For Jack, alone with Ma and shielded from Old Nick, life is nothing but a festive routine:
We do Bowling with Bouncy Ball and Wordy Ball, and knock down vitamin bottles that we put different heads on when I was four, like Dragon and Alien and Princess and Crocodile, I win the most. I practice my adding and subtracting and sequences and multiplying and dividing and writing down the biggest numbers there are. Ma sews me two new puppets out of little socks from when I was a baby, they've got smiles of stitches and all different button eyes.
It is startling how readable Room is considering its intensely unsettling subject matter. I had steeled myself for a gut-wrenching tale of horror (how could it be anything but?), but Donoghue subverts expectations through placing her tale in Jack's hands. Through his eyes, what is horrific to consider becomes a day-to-day normality, and while Donoghue does not shy away from Jack and Ma's circumstances, her insistence in grounding the tale in Jack's limited perspective keeps Room from becoming a claustrophobic tale of horror, and her immaculate skill keeps the story from eroding into a Flowers in the Attic clone (wow, I just made myself shudder at the prospect).

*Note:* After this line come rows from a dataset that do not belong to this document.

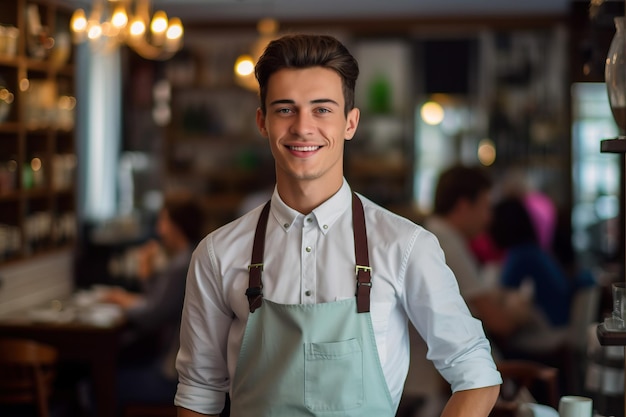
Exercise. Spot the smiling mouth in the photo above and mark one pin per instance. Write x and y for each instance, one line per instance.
(304, 148)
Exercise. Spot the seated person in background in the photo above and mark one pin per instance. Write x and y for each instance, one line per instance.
(462, 210)
(150, 377)
(512, 230)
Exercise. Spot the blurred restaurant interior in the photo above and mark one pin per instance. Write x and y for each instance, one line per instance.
(95, 132)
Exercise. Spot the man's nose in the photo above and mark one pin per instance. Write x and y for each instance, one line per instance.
(303, 124)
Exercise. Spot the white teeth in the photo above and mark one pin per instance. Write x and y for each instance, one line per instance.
(304, 148)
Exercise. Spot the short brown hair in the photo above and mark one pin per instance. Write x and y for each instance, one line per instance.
(305, 51)
(459, 182)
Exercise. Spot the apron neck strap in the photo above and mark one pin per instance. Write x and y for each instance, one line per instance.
(363, 269)
(255, 269)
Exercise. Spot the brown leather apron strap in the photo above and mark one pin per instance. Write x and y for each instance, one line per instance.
(255, 269)
(361, 252)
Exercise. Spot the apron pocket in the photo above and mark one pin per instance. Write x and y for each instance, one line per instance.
(333, 375)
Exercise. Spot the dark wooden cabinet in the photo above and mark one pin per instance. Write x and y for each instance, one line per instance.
(37, 143)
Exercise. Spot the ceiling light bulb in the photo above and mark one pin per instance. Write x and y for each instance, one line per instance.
(79, 21)
(94, 30)
(119, 18)
(159, 22)
(175, 29)
(244, 65)
(137, 27)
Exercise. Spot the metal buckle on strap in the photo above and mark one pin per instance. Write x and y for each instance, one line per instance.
(254, 291)
(363, 268)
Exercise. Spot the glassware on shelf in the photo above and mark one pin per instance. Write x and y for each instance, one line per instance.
(6, 101)
(8, 40)
(615, 76)
(38, 39)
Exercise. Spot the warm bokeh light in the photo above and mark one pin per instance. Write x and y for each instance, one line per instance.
(79, 21)
(486, 152)
(24, 84)
(119, 19)
(432, 113)
(175, 30)
(244, 65)
(159, 22)
(35, 164)
(137, 27)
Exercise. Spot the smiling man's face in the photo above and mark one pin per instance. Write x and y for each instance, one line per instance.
(306, 125)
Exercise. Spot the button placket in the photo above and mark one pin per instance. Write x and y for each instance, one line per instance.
(309, 236)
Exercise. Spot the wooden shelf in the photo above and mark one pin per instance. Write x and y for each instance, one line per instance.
(610, 338)
(37, 164)
(614, 145)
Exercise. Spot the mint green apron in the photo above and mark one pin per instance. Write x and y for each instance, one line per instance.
(310, 359)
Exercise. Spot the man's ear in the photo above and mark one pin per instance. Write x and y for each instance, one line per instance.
(260, 122)
(352, 122)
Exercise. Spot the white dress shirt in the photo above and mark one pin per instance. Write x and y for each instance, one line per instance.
(310, 259)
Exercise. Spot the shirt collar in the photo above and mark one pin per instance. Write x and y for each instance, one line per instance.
(325, 214)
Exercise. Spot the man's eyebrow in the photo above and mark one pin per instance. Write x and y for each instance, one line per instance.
(316, 101)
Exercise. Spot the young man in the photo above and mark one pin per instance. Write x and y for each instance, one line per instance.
(270, 312)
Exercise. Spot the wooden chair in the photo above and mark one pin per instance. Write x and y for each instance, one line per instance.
(525, 376)
(27, 371)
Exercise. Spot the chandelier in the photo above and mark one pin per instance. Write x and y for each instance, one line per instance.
(115, 22)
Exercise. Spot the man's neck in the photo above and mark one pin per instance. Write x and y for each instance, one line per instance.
(305, 196)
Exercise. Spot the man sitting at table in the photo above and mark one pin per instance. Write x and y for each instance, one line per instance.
(155, 312)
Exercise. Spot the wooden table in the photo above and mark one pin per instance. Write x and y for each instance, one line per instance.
(95, 346)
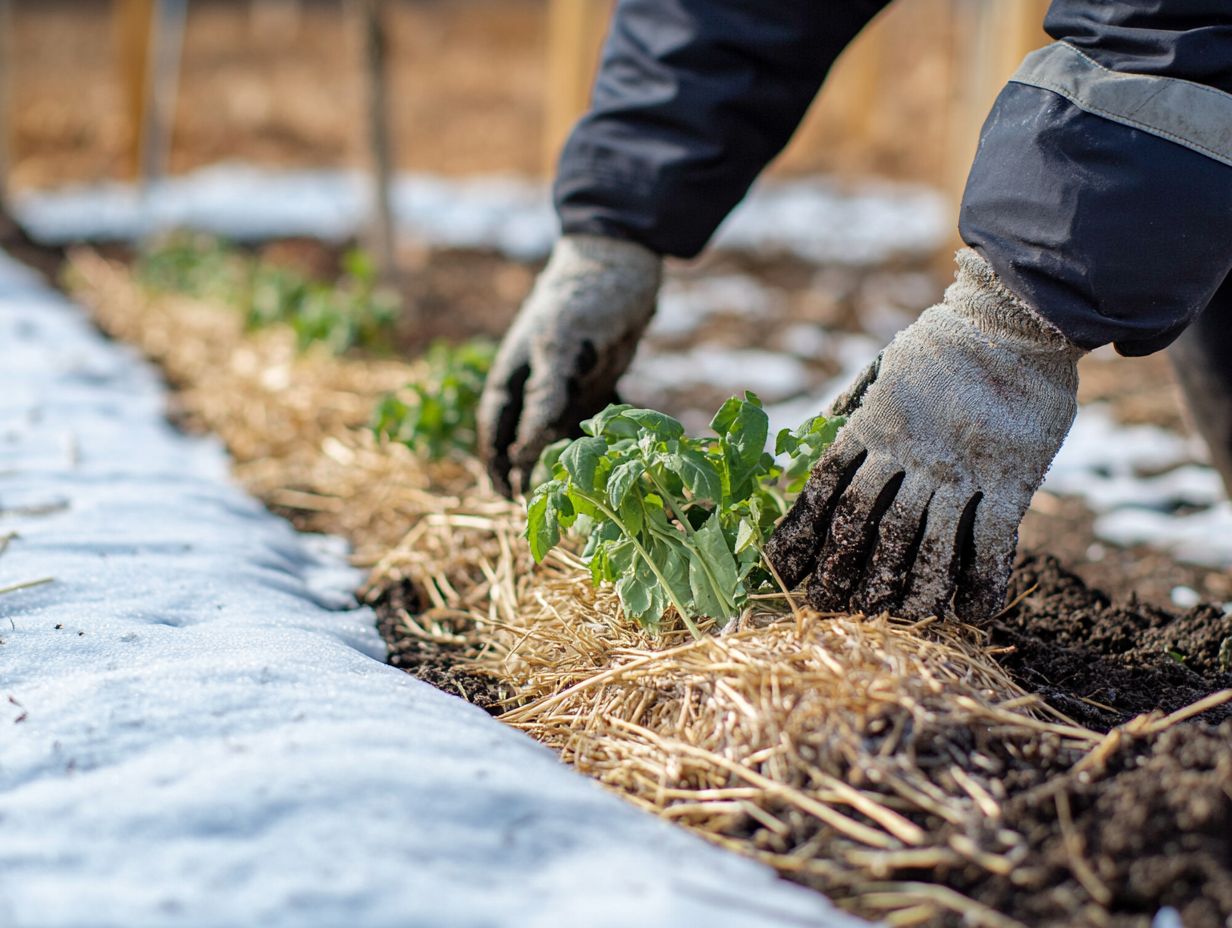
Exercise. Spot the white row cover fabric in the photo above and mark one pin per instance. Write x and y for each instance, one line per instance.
(197, 728)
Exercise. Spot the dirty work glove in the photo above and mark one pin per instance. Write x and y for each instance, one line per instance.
(572, 340)
(951, 430)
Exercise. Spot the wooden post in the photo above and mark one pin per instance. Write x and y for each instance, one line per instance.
(996, 38)
(856, 81)
(134, 25)
(275, 20)
(158, 125)
(380, 149)
(6, 48)
(574, 41)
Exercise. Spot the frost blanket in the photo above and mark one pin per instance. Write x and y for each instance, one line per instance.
(196, 727)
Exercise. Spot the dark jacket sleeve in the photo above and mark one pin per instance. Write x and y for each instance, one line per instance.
(1102, 192)
(694, 97)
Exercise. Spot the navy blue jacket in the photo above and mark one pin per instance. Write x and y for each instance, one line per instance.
(1102, 191)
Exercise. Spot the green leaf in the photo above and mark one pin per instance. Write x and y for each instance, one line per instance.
(610, 422)
(580, 460)
(636, 592)
(624, 477)
(542, 525)
(713, 576)
(699, 475)
(545, 468)
(747, 534)
(659, 424)
(742, 427)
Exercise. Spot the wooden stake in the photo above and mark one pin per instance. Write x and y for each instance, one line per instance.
(134, 25)
(1001, 35)
(6, 48)
(574, 41)
(380, 148)
(158, 126)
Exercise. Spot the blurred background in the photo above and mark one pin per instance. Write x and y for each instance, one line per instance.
(428, 131)
(474, 86)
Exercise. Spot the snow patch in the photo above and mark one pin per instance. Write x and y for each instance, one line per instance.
(813, 218)
(198, 728)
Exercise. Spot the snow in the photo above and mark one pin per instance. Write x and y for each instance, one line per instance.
(811, 218)
(1147, 486)
(198, 730)
(684, 307)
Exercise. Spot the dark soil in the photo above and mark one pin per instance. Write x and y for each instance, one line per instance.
(1148, 827)
(441, 664)
(1153, 826)
(1103, 662)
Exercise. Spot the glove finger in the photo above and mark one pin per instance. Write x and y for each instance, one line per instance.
(796, 542)
(935, 571)
(983, 576)
(500, 407)
(851, 534)
(559, 393)
(850, 398)
(898, 539)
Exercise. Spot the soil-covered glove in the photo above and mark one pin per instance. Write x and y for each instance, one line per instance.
(951, 431)
(572, 340)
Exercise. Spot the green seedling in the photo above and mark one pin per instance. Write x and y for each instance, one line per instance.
(435, 415)
(352, 312)
(673, 521)
(194, 264)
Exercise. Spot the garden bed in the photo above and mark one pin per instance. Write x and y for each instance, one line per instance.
(1071, 764)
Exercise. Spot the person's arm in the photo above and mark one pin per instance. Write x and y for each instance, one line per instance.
(693, 100)
(1099, 208)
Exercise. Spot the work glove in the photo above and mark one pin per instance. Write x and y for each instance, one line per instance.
(572, 340)
(951, 431)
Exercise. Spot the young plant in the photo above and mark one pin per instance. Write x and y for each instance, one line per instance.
(435, 417)
(673, 521)
(194, 264)
(352, 312)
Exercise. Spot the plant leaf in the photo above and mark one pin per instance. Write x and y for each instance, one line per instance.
(700, 475)
(580, 460)
(542, 520)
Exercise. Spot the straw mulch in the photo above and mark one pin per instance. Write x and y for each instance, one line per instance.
(872, 758)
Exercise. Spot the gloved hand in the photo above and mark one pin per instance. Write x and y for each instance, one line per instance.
(572, 340)
(951, 430)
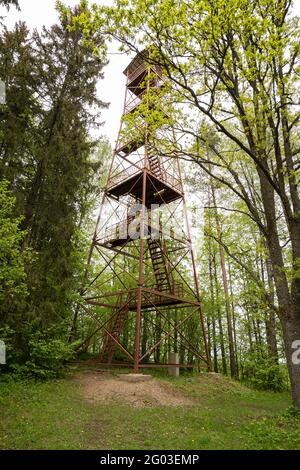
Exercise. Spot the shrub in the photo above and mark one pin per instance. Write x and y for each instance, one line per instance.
(46, 360)
(264, 374)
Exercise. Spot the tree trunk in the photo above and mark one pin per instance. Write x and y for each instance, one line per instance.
(291, 336)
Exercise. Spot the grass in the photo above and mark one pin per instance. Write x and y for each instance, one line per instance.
(225, 415)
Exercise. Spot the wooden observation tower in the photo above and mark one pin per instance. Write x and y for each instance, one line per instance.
(143, 293)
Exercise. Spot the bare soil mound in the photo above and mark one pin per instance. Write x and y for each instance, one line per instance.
(103, 387)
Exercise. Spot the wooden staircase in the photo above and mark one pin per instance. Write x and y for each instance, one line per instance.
(115, 328)
(155, 165)
(159, 260)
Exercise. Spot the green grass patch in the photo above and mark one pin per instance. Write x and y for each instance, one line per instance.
(223, 415)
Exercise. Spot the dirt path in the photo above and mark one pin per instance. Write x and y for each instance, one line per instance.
(107, 387)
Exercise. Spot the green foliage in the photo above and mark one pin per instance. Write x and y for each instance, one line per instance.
(46, 359)
(222, 415)
(12, 257)
(264, 374)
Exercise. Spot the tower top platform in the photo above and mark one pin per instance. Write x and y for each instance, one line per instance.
(138, 60)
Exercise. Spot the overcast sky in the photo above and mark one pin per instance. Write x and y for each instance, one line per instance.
(37, 13)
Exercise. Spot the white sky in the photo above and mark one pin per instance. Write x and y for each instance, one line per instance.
(37, 13)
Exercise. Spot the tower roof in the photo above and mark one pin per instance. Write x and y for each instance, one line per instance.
(138, 60)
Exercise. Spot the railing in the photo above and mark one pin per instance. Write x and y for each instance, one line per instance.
(142, 68)
(136, 168)
(126, 174)
(138, 71)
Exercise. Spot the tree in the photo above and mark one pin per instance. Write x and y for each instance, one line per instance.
(236, 63)
(13, 287)
(50, 160)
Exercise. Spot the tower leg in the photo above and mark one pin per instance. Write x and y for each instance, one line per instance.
(140, 282)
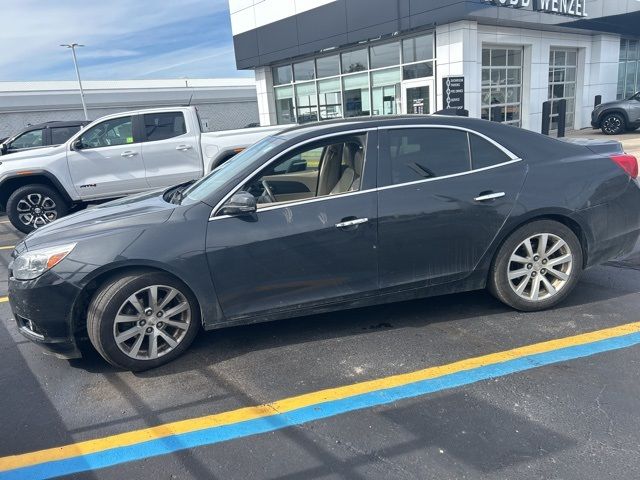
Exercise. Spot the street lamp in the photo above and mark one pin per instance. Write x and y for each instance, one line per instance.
(73, 46)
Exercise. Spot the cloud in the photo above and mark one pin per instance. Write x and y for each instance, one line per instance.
(123, 38)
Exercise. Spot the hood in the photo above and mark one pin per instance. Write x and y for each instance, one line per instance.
(32, 153)
(109, 218)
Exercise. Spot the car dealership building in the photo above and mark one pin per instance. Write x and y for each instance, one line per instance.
(498, 59)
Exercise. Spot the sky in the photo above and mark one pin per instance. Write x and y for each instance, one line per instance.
(124, 39)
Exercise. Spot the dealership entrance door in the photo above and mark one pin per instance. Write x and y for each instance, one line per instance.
(418, 96)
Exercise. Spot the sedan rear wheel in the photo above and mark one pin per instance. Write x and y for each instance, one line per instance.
(143, 320)
(537, 266)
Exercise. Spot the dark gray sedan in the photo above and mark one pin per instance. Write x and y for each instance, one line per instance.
(325, 217)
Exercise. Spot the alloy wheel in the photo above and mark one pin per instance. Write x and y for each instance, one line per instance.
(540, 267)
(35, 210)
(152, 322)
(612, 124)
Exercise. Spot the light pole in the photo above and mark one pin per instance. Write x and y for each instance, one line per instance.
(73, 46)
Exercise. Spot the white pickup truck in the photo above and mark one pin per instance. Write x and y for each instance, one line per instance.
(114, 156)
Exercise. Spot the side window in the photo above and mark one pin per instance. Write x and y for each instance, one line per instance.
(484, 153)
(160, 126)
(317, 170)
(27, 140)
(420, 153)
(60, 135)
(116, 131)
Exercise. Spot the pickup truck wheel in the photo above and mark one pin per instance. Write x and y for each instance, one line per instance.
(613, 124)
(33, 206)
(142, 320)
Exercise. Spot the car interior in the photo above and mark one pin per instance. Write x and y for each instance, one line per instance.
(322, 171)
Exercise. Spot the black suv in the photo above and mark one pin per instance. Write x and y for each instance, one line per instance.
(41, 135)
(614, 118)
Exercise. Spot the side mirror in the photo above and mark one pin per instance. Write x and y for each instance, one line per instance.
(241, 203)
(297, 166)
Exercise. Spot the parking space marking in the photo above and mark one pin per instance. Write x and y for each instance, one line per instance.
(244, 422)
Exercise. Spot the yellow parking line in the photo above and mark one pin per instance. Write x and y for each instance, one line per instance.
(139, 438)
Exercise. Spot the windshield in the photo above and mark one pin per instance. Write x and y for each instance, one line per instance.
(228, 170)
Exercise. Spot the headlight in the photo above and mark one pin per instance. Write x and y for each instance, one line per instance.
(32, 264)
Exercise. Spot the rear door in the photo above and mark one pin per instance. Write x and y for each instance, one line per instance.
(171, 149)
(109, 162)
(439, 209)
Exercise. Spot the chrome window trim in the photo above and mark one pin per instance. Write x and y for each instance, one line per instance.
(294, 203)
(514, 159)
(218, 206)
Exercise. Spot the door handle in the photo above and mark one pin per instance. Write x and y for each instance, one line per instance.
(352, 223)
(489, 196)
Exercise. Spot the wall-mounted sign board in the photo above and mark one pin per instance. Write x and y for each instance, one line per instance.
(572, 8)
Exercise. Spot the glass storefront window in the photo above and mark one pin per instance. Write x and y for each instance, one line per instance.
(417, 49)
(355, 61)
(366, 81)
(282, 75)
(562, 83)
(385, 91)
(306, 102)
(356, 95)
(502, 85)
(284, 105)
(629, 68)
(330, 99)
(327, 66)
(417, 70)
(304, 71)
(385, 55)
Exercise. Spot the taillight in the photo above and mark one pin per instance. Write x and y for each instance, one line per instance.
(628, 163)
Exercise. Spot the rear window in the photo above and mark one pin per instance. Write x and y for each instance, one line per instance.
(421, 153)
(60, 135)
(160, 126)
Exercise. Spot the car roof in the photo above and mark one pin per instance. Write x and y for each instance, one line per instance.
(330, 126)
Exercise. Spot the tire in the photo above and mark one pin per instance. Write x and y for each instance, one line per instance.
(613, 124)
(508, 262)
(35, 205)
(116, 298)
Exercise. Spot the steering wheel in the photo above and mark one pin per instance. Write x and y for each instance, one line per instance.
(268, 192)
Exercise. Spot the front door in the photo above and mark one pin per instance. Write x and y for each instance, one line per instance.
(418, 97)
(440, 208)
(313, 239)
(109, 161)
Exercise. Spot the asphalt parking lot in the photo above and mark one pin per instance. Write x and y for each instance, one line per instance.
(567, 410)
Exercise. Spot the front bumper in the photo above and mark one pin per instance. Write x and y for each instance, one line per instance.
(43, 310)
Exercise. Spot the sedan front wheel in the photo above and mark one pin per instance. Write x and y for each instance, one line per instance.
(537, 266)
(142, 320)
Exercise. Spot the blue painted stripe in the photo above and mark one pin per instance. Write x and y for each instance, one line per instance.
(311, 413)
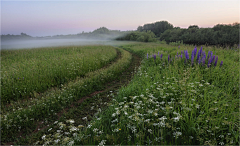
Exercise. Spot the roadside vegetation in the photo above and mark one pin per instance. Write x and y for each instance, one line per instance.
(22, 116)
(171, 100)
(178, 95)
(31, 71)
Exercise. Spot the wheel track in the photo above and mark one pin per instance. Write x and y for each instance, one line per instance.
(123, 80)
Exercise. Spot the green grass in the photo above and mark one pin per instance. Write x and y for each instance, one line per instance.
(169, 103)
(24, 119)
(30, 71)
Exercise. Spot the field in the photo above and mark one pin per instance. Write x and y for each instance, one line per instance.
(137, 93)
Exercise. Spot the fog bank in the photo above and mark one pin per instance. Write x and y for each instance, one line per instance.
(26, 44)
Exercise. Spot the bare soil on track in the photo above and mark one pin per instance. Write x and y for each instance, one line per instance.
(81, 108)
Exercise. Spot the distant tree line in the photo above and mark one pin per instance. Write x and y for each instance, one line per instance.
(220, 34)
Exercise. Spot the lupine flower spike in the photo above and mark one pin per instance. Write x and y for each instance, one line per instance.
(215, 64)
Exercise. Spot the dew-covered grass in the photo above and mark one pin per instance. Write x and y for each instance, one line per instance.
(23, 120)
(169, 102)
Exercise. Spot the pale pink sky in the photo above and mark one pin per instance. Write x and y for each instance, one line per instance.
(41, 18)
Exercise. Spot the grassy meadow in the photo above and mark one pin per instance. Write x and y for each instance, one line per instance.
(179, 95)
(31, 71)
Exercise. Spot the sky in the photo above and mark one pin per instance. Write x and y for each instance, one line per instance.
(56, 17)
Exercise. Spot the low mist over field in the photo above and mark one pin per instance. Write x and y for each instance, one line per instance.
(21, 44)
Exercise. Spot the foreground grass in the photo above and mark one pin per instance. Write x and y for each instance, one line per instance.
(30, 71)
(167, 103)
(24, 120)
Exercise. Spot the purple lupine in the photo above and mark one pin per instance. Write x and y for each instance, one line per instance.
(200, 51)
(215, 64)
(208, 54)
(195, 51)
(198, 56)
(203, 61)
(213, 58)
(221, 63)
(199, 61)
(209, 62)
(192, 57)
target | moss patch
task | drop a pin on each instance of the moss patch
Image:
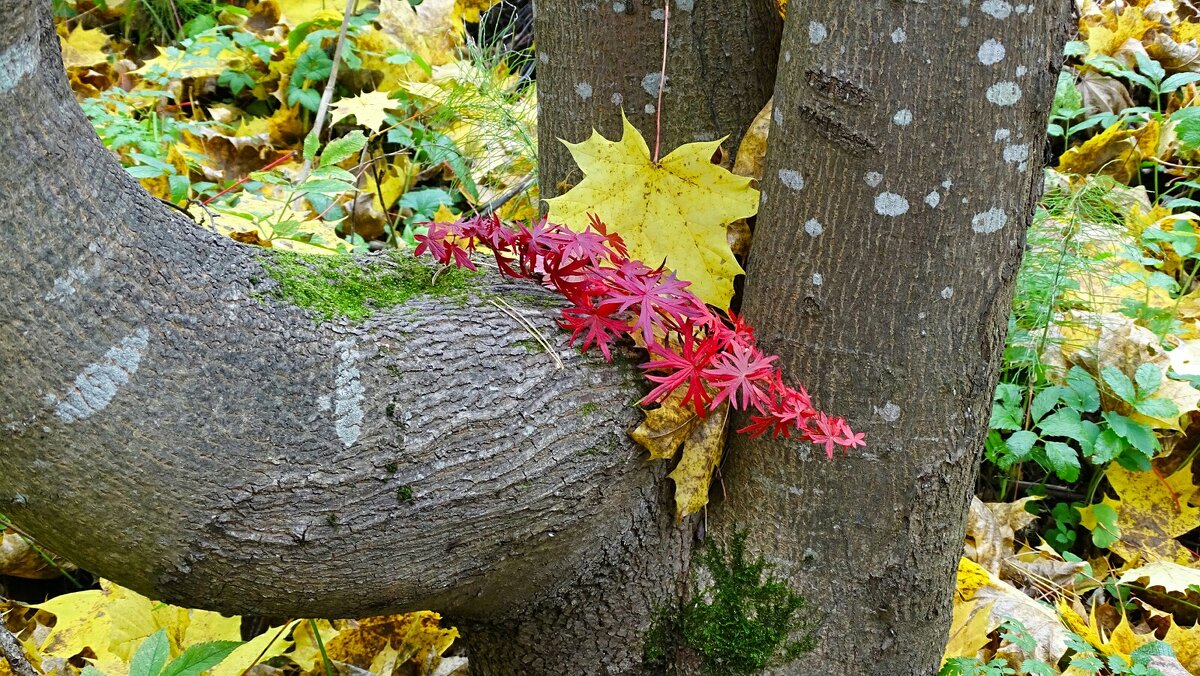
(745, 622)
(349, 287)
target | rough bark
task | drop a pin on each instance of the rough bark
(597, 58)
(903, 171)
(168, 423)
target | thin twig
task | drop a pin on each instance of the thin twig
(11, 650)
(495, 204)
(328, 95)
(663, 78)
(533, 330)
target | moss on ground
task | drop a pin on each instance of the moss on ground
(334, 287)
(745, 622)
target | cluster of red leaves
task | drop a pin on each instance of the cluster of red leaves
(714, 358)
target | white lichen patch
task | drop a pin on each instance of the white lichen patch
(996, 9)
(792, 179)
(96, 387)
(891, 204)
(348, 394)
(817, 33)
(1005, 93)
(65, 286)
(651, 83)
(991, 52)
(1017, 154)
(989, 221)
(17, 61)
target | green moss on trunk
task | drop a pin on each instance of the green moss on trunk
(354, 287)
(747, 621)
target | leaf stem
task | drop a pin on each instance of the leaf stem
(663, 78)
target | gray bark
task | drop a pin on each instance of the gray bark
(903, 171)
(168, 424)
(599, 58)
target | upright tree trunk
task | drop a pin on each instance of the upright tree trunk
(901, 173)
(599, 58)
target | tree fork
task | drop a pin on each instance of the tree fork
(231, 453)
(903, 171)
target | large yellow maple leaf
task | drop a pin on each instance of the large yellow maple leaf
(675, 209)
(1152, 512)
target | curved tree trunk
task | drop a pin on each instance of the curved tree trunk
(901, 173)
(599, 58)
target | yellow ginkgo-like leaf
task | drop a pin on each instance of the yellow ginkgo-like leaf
(673, 210)
(367, 109)
(84, 47)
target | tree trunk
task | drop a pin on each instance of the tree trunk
(599, 58)
(901, 173)
(168, 423)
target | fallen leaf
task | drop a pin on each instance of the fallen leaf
(682, 211)
(1152, 512)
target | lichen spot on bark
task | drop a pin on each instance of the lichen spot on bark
(17, 61)
(1005, 94)
(352, 287)
(348, 394)
(891, 204)
(96, 387)
(996, 9)
(817, 33)
(989, 221)
(792, 179)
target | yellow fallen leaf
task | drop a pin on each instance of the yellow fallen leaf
(113, 622)
(1152, 512)
(969, 629)
(83, 48)
(701, 455)
(1116, 151)
(681, 211)
(369, 109)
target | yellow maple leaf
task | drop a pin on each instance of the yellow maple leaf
(367, 109)
(1152, 510)
(84, 47)
(675, 210)
(113, 622)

It is not giving away anything (besides, every other review has done so) to reveal that Jack and Ma do indeed escape, and that half the book takes place outside of Room, as Jack adjusts himself to a world he never considered possible. As the two become unwilling celebrities, Donoghue allows herself some pointed barbs at media hysteria over such cases, especially in a pointed exchange between Ma and an over-zealous interviewer. As the interviewer keeps pushing for the triumph-over-adversity angle, and how brave it was for Ma to keep Jack despite his brutal conception story, she plays at being dismayed that Ma had breast-fed Jack for the entirety of their captivity. As Ma says, "In this whole story, that’s the shocking detail?"

As Jack comes to grips with the concept that his life has been an entire lie (There are other people? Animals actually exist?), the author arguably lays it on a little thick, and the tale threatens to become repetitive. Jack's befuddlement and sometimes outright terror at the new reality is clear and vividly drawn, but the constant predictability at his responses hinders the narrative. Perhaps it is because the first half of the novel was a completely alien terrain to the reader, but the second half suffers from a slight case of obviousness. Yet Donoghue keeps throwing left hooks where you least expect it, keeping the story building to its inevitable conclusion.

At its core, Room is about the mother-child dynamic, about love and trust, and the lengths we go to protect those we care about most. Emma Donoghue has indeed crafted a memorable novel fully deserving of its praise. Its themes are identifiable to most readers, its concept is gripping from the get-go, but what pushes it out over the top is that that Donoghue is just so fine a writer. She is a magician of character and nuance, and makes Room a special treat.